W ponad pięćdziesięciu procentach gospodarstw domowych jako formę przechowywania oszczędności wskazano gotówkę (59%), choć dwa lata wcześniej wynosił on zaledwie 34%, a w roku 2000 jedynie 31%. Jednocześnie, już od piętnastu lat mamy do czynienia z trendem, który wyraża się w odchodzeniu od lokat bankowych. Nowe badania ujawniły, że jedynie 53 procent ankietowanych wykorzystuje tę formę oszczędzania pieniędzy, choć dwa lata wcześniej było to 66% Polaków, a w rekordowym i pod tym względem roku 2000 – 78%.

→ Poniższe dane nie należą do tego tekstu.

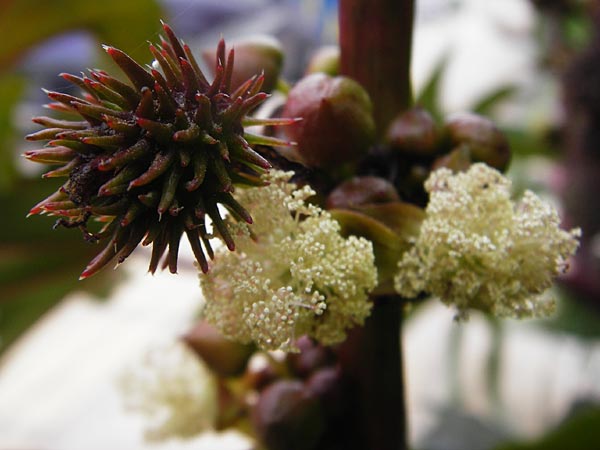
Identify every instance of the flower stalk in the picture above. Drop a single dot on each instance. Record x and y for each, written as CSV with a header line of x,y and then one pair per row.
x,y
376,41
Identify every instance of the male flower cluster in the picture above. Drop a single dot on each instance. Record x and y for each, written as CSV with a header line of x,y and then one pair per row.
x,y
292,272
479,250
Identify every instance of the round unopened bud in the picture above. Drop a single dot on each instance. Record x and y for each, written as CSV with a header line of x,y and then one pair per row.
x,y
484,141
458,160
414,132
311,357
253,55
359,191
224,357
337,125
287,417
326,385
326,60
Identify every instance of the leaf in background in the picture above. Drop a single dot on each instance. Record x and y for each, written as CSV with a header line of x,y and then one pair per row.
x,y
38,265
125,24
389,226
10,92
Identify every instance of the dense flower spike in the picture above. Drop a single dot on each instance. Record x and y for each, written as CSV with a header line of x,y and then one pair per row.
x,y
153,158
293,273
479,250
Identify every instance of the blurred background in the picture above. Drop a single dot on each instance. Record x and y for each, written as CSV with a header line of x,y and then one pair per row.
x,y
531,65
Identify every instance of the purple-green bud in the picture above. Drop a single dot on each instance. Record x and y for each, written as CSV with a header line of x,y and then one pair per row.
x,y
253,55
484,141
310,358
223,356
326,60
414,132
337,125
326,385
458,160
287,417
360,191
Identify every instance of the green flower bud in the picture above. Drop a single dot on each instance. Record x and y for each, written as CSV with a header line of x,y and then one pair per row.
x,y
360,191
414,132
311,357
224,357
337,125
485,142
326,60
286,417
253,55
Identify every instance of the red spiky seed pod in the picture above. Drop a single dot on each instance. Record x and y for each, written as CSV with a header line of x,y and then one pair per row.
x,y
153,158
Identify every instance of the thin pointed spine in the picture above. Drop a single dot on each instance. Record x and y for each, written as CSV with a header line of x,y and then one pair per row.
x,y
51,122
194,240
159,165
119,182
51,155
145,108
169,189
173,40
220,225
136,73
63,171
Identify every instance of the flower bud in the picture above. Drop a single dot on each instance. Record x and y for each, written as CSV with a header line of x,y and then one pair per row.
x,y
326,385
286,417
337,125
311,357
360,191
326,60
223,356
458,160
253,55
485,142
414,132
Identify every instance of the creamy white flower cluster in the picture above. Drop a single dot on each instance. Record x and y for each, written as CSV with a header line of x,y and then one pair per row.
x,y
292,272
479,250
174,390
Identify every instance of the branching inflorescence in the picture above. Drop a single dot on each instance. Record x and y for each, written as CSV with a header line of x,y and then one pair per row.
x,y
477,249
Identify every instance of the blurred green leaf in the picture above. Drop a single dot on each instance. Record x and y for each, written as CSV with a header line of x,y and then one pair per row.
x,y
125,24
574,317
487,103
389,226
11,87
38,265
429,97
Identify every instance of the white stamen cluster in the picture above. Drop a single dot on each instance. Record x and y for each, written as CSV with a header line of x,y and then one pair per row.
x,y
292,272
479,250
174,390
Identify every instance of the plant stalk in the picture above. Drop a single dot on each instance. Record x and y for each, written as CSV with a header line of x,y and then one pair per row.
x,y
371,360
376,41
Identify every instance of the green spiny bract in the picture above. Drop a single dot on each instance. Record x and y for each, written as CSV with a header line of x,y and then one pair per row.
x,y
153,158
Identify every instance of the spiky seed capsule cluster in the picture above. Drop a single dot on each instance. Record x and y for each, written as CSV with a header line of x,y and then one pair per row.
x,y
153,158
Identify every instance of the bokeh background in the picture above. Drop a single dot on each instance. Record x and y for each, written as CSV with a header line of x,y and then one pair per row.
x,y
532,65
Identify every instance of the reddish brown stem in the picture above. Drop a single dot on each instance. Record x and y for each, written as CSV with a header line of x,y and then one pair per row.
x,y
371,360
376,40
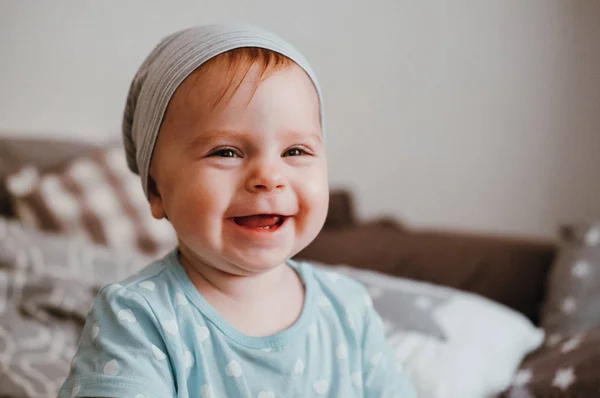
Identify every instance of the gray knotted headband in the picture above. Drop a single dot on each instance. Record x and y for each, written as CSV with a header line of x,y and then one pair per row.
x,y
167,66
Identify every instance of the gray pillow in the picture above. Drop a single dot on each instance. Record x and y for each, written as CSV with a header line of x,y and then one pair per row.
x,y
573,290
47,284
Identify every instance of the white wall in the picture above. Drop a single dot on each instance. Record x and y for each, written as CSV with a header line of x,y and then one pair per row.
x,y
463,114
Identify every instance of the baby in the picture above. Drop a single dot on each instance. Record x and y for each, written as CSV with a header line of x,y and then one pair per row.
x,y
224,124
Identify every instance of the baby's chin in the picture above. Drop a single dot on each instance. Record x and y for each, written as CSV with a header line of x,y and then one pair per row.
x,y
258,263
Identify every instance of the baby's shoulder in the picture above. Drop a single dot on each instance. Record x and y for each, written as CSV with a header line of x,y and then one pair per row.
x,y
336,286
148,290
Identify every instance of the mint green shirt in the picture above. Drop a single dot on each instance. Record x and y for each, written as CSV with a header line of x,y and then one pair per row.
x,y
154,335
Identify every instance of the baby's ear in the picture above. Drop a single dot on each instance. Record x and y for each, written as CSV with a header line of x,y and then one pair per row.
x,y
155,200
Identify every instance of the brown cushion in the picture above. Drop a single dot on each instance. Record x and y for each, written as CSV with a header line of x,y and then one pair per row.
x,y
569,367
509,271
573,302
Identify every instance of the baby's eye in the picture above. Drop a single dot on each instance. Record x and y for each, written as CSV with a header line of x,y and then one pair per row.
x,y
225,153
295,152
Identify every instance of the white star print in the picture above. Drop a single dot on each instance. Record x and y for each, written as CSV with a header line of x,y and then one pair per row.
x,y
581,269
570,344
563,378
568,305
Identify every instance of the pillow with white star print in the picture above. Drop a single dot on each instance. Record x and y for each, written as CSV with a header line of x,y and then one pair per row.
x,y
566,366
573,291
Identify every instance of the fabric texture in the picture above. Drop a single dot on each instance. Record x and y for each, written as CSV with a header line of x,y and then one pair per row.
x,y
42,153
512,272
452,344
47,285
566,366
167,66
94,196
573,300
154,335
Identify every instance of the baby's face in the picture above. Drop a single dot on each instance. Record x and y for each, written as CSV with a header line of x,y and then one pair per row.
x,y
244,183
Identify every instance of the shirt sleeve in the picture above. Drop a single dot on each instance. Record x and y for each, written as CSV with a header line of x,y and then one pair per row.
x,y
121,352
383,376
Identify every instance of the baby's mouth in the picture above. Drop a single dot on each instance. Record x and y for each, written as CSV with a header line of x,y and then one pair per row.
x,y
261,221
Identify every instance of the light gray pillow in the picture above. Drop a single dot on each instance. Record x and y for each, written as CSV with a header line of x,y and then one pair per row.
x,y
47,284
573,289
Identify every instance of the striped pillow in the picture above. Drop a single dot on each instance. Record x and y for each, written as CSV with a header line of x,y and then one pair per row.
x,y
96,197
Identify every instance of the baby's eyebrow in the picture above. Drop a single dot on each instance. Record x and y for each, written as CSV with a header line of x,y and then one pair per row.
x,y
207,137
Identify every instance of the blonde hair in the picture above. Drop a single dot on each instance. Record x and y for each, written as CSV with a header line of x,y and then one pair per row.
x,y
237,63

W ankiecie brak było pytania o złoto, można jednak domniemać, że i popularność tego sposobu na tezauryzację majątku jest coraz mniejsza. Biorąc pod uwagę to, że tak mocno propagowane są płatności bezgotówkowe, a jednocześnie często słyszymy o planach zakładających całkowite odejście od gotówki, możemy być zaskoczeni tym, że „skarpeta” jest popularniejsza niż lokaty. Jest to również swego rodzaju zaprzeczenie badaniom ilościowym, te bowiem wskazują na to, że płatności z wykorzystaniem kart mają w Polsce coraz większe znaczenie. A jednak, z jakiegoś powodu, po raz pierwszy w dwudziestym pierwszym wieku, więcej Polaków ma zaufanie do gotówki niż do instytucji finansowych. Jednocześnie, każde kolejne badanie wskazuje na większy niż wcześniejsze odsetek Polaków przyznających, że dysponują oszczędnościami. Obecnie jest to już 45% procent badanych, choć jeszcze dwa lata temu było to 40%, a w stosowanym jako punkt odniesienia roku 2000 – 24%. Renesans popularności gotówki to w dużej mierze konsekwencja polityki stosowanej w największych bankach świata. Stawka referencyjna została zresztą w 2013 radykalnie ucięta również przez rodzimy NBP. Na konsekwencje tej decyzji nie trzeba było czekać zbyt długo, zaowocowała ona bowiem spadkiem oprocentowania lokat bankowych. Dziś trudno już znaleźć propozycje z odsetkami przekraczającymi 3%. Gdy odejmiemy podatek Belki oraz koszty związane z samym prowadzeniem rachunku, osoba dysponująca kwotą wynoszącą 10000 PLN w najlepszym wypadku nie jest stratna. 

oszczędności

Okazuje się więc, że choć gotówka nie pracuje na siebie, w takim wypadku staje się równie dobrym sposobem na oszczędzanie. Ostatnie lata przekonały nas też, czym się kończy „cyfryzacja” wkładów bankowych. Również trwające ponad miesiąc greckie „wakacje bankowe” nie nastrajają nas optymistycznie zwłaszcza, że Grecy do dziś mają problemy z zarządzaniem swoimi wkładami bankowymi. Oczywiście, nie zmienia to faktu, że zdecydowana większość oszczędności posiadanych przez polskie rodziny nadal znajduje się w bankach. We wrześniu 2015 roku było to prawie 620 miliardów złotych podczas, gdy suma gotówki w obiegu (wyłączając tę, która znajduje się w kasach banków) szacuje się na około 143,2 miliardy. W praktyce jest to suma przeszło cztery razy niższa niż ta, o której możemy mówić w kontekście depozytów bankowych. Sama znajdująca się w obiegu gotówka nie należy przy tym wyłącznie do osób fizycznych, dysponują nią bowiem również przedsiębiorstwa. Jeśli więc większość oszczędzających rzeczywiście woli gotówkę, nie oznacza to jednak, że banki mają realny powód do obaw, same dysponują bowiem imponującymi środkami. Oczywiście, i ta tendencja w pewnym momencie może ulec zmianie, do czego mogą doprowadzić choćby ujemne stopy procentowe – jeden ze sposobów wspierania gospodarki. W takich okolicznościach błyskawiczna ucieczka z banku może się okazać jedynym rozwiązaniem, które można będzie uznać za rozsądne. Oczywiście, o ile banki w ogóle pozwolą swoim klientom na taki krok.